Tuesday, July 3, 2012

Flick of the Day: The King of Marvin Gardens

The rise and fall of Bob Rafelson's BBS Productions is the story of 1970's American cinema. At the vanguard of the movement to bring smart, literate cinema to the American mainstream, it quickly flamed out but in it short life, it left some genuinely ground breaking work such as Five Easy Pieces, The Last Picture Show and today's flick of the day The King of Marvin Gardens. The story of BBS is documented in Peter Biskind's excellent account of 70's cinema Easy Riders & Raging Bulls however it was the failure of Marvin Gardens which dragged BBS down and marked a creative limit for how far mainstream audiences were prepared to follow a new generation of film-makers that were to blossom later in the decade.
A relentlessly downbeat look at the disillusionment with society of those on the margins, the film opens with a depressive radio DJ, David Staebler played by a reserved Jack Nicholson, who spends his days monologuing philosophy on his show in Philadelphia while looking after his aged grandfather. One day out of the blue, he gets a call from his estranged brother Jason, a manic con-man played by Bruce Dern who urges David to come to Atlantic City for his latest get rich quick scheme. Arriving to a wintry and decaying city that is long past its heyday and long before its rebirth as the town that gambling owns, he meets Jason's two accomplices, an ageing beauty queen named Sally played by Ellen Burstyn and her stepdaughter Jessica. David quickly realizes that Jason's plans are pie in the sky and tries to talk some sense into him but neither he nor the women in his life are listening leading to a tragic outcome for all.

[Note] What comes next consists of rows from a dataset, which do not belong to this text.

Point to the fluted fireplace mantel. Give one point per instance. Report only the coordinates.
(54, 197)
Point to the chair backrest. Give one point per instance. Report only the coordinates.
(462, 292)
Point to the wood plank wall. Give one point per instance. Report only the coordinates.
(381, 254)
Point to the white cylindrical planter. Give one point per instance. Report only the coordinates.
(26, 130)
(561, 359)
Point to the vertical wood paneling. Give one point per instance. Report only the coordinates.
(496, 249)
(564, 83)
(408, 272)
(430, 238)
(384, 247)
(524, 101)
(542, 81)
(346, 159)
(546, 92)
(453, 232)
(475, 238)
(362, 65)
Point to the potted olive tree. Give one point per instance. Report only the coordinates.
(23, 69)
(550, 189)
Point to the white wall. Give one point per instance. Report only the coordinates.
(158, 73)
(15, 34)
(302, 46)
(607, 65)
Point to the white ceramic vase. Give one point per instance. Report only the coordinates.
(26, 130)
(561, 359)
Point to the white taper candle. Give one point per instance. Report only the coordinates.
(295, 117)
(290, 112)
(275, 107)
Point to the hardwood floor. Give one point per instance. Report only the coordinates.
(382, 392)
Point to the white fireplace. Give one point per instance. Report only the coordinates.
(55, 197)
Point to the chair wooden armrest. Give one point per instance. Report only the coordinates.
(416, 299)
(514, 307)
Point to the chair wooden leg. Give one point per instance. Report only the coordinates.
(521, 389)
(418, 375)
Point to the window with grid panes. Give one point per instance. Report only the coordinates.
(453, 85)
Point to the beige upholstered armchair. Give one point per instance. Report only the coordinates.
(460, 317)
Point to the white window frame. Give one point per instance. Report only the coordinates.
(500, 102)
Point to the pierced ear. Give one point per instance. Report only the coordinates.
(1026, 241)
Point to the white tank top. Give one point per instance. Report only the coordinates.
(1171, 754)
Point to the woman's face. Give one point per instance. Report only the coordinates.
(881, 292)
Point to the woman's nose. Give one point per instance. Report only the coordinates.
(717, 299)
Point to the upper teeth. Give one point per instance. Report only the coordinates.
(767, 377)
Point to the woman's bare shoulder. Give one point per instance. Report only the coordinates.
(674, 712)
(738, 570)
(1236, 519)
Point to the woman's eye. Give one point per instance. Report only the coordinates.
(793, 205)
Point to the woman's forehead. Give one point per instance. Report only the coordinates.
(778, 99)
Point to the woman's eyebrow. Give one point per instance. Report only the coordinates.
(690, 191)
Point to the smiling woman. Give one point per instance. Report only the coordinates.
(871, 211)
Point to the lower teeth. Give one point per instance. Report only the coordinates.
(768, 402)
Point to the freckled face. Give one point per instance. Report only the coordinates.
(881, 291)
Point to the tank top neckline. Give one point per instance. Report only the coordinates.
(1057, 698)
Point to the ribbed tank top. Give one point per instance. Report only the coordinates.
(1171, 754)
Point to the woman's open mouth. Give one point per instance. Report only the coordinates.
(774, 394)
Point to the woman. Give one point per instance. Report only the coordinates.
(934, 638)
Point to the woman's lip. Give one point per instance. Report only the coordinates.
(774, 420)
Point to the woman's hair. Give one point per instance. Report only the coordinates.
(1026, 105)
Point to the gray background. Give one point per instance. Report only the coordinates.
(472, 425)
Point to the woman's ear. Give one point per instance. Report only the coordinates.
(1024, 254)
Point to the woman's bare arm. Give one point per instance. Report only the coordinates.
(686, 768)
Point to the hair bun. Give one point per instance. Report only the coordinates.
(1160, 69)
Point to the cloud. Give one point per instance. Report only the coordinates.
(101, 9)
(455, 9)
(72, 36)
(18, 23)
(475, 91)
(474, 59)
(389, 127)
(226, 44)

Coming off a series of failures, BBS Productions was desperate for Marvin Gardens to be a hit and on paper it seemed a sure thing. It re-teamed the star and director of 1970's surprise hit Five Easy Pieces and had a fine cast including Ellen Burstyn fresh from an Oscar nomination the previous year. However, this dark and at times bizarre tale of urban alienation was too much for even the enlightened audience it was aimed at. In retrospect it is not a bad film and despite an initial feeling that the two male leads Nicholson and Dern should switch roles, they do deliver strong performances with Dern excelling as the extrovert con-man and Nicholson showing his range as the permanently depressed DJ. The gritty realism of Laszlo Kovacs cinematography gives the off-season Atlantic City a dark beauty and highlights both the decay of the city and the isolation of the characters.
The real emotional heart of the film is that each of these characters apart from David places money and fame above personal relationships and each are damaged individuals because of it.
Jason Staebler: You notice how it's Monopoly out there? Remember Boardwalk, Park Place, Marvin Gardens? 
David Staebler: Go directly to jail? 
Jason Staebler: Well, that's me. Don't pass go, don't collect $200. 
While not one of the all time greats, it is still an affecting and hard hitting drama of human relationships. Nicholson's David is as emotionally reserved as Dern's Jason is out there and the various bizarre scenarios they find themselves in merely highlight this emotional emptiness in their lives due to the focus on money.
All in all, this is a dark and downbeat film with an ending that will leave you feeling ill at ease. That said, there are some fine performances from the leads and the cinematography makes the most of the wintry setting of a depressed Atlantic City. Nicholson's career would go on to bigger and better pictures but he shows real range as the dour David while Bruce Dern makes the most of one of his better roles in the 70's. A touchstone for where the decade went in terms of cinema and a historically important film.